Today, her team made it to the semi-finals of a tournament. They played against the other Waterloo team in a match that was equal and well-fought. It went to penalty kicks. This is her, right before she stopped the first kick. I stood behind the camera as a way to control my emotions: pride, really. It was all pride. But my girl’s team did not win. They ran along the sidelines at the end, for the ritual high-fives from all the parents, looking heart-broken. My girl was at the front, positively bereft.

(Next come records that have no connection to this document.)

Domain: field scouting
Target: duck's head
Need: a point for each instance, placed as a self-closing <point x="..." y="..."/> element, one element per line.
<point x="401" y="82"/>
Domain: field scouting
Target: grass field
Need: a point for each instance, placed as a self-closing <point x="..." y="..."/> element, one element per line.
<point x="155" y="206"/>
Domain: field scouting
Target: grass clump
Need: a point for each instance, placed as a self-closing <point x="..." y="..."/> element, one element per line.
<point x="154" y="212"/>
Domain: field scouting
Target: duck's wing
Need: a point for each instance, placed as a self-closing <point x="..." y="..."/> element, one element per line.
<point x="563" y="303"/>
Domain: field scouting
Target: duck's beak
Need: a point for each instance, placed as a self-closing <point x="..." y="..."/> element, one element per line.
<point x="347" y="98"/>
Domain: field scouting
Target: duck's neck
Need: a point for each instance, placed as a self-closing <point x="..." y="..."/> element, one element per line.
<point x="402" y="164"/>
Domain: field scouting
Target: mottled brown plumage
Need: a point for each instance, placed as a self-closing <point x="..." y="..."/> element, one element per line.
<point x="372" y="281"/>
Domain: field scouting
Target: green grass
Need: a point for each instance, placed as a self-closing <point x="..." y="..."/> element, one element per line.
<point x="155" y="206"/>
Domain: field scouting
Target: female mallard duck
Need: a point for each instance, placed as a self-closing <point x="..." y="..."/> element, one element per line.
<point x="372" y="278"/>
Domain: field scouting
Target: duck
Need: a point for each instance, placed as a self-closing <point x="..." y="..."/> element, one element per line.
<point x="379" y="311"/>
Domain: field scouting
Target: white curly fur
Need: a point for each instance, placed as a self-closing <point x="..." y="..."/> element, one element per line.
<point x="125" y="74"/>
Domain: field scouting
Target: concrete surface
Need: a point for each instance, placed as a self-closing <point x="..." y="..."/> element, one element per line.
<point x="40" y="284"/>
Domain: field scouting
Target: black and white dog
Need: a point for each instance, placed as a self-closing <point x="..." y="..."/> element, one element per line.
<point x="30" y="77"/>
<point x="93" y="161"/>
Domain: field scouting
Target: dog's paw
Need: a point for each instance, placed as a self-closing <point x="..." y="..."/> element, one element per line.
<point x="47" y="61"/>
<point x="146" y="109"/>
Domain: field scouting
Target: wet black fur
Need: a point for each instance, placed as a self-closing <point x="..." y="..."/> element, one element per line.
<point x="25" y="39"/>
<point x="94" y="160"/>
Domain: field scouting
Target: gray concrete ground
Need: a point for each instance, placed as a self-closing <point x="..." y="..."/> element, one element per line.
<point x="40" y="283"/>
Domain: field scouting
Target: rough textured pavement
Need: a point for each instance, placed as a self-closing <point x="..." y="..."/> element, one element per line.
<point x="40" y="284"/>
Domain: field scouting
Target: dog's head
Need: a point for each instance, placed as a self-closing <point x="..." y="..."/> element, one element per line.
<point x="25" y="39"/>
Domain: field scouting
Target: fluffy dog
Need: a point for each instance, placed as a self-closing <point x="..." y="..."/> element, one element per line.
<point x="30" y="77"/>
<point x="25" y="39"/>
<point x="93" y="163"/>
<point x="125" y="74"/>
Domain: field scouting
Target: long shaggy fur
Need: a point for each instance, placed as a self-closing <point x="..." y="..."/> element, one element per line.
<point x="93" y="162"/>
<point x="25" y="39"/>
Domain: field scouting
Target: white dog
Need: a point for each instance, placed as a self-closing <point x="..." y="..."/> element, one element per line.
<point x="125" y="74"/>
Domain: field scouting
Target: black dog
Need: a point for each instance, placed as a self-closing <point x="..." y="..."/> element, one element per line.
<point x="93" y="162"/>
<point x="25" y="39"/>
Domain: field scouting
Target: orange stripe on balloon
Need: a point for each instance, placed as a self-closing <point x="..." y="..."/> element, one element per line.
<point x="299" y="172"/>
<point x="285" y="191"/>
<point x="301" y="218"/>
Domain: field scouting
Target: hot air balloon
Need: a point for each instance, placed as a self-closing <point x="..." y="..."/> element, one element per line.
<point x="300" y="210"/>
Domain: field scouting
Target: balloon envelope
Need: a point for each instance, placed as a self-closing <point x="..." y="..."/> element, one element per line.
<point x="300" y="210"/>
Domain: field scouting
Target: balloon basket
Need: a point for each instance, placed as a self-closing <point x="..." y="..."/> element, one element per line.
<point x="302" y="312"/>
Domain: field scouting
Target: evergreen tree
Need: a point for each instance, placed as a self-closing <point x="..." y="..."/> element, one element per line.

But she’s recovering. Heart-broken is good, in a way. It means she cares a lot about how she plays, and wants to play better. It’s good if it doesn’t defeat a person. And I don’t think it’s going to defeat her. I tell you what makes me most proud: it’s seeing her play her heart out, no matter the final tally. It’s seeing her work hard and never give up. That’s the best gift a parent could ask for. So, so proud, that was all I could tell her when it was over.